UN countries adopt treaty to better trace origins of genetic resources under global patent system

GENEVA (AP) — U.N. member countries on Friday concluded a new treaty to ensure that genetic resources used in inventions, like new medicines derived from exotic plants in the Andes mountains, are properly traced.

It marks the first time the 193 member states of the U.N.’s World Intellectual Property Organization have agreed that patent applicants must disclose the origin of genetic resources used and traditional knowledge linked to them – often from indigenous cultures that have long been exploited by colonists, traders and others.

The treaty will, for example, require companies in industries like fashion, luxury goods and pharmaceuticals to specify the origin of the plant-based chemicals in medicines or skin creams that they use for their innovative products. About 30 countries already have similar rules on their national books.

The treaty doesn’t address the thornier issue of compensation to Indigenous communities for their historic — even ancient — expertise about things like tropical plants.

But the accord is seen as an important first international step. It requires patent applicants, like foreign entrepreneurs or international companies, to specify where they got ideas about what goes into their products.

Daren Tang, the organization’s director-general, hailed a “historic" achievement — the first WIPO treaty in over a decade — and said delegates at a final conference over the last two weeks “transcended the categories of North and South.”

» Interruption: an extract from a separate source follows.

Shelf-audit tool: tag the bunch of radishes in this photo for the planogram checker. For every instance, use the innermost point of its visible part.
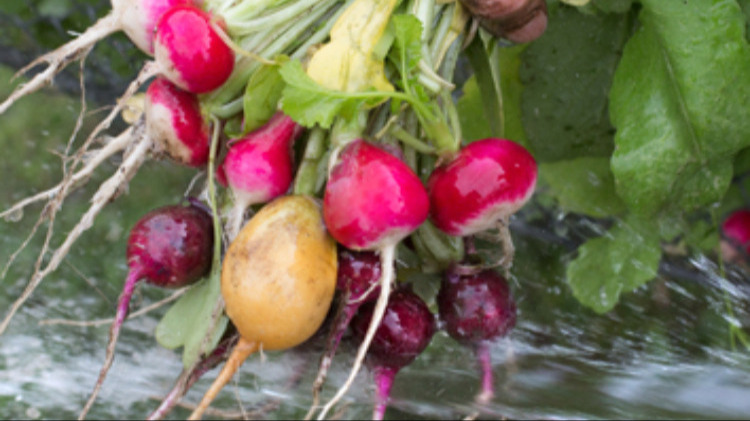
(318, 196)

“For the first time, systems of knowledge and wisdom that supported economies, societies and cultures for centuries are now inscribed into the global IP system," Tang told attendees. “For the first time, the connection between Indigenous peoples, local communities and their genetic resources and associated traditional knowledge is recognized by the global IP community.”

The WIPO Intellectual Property, Genetic Resources and Associated Traditional Knowledge Treaty, reached by consensus after more than two decades in the making, will take effect as international law after 15 countries adopt it.

The agreement centers on genetic resources like medicinal plants, crops from farms and some animal breeds. It will not be retroactive, meaning that it’s only applicable to future discoveries, not past ones.

WIPO’s rules don’t allow for intellectual property protection of natural or genetic resources themselves but do help to safeguard inventions — by people — that put those resources to work for humankind, whether historically or recently.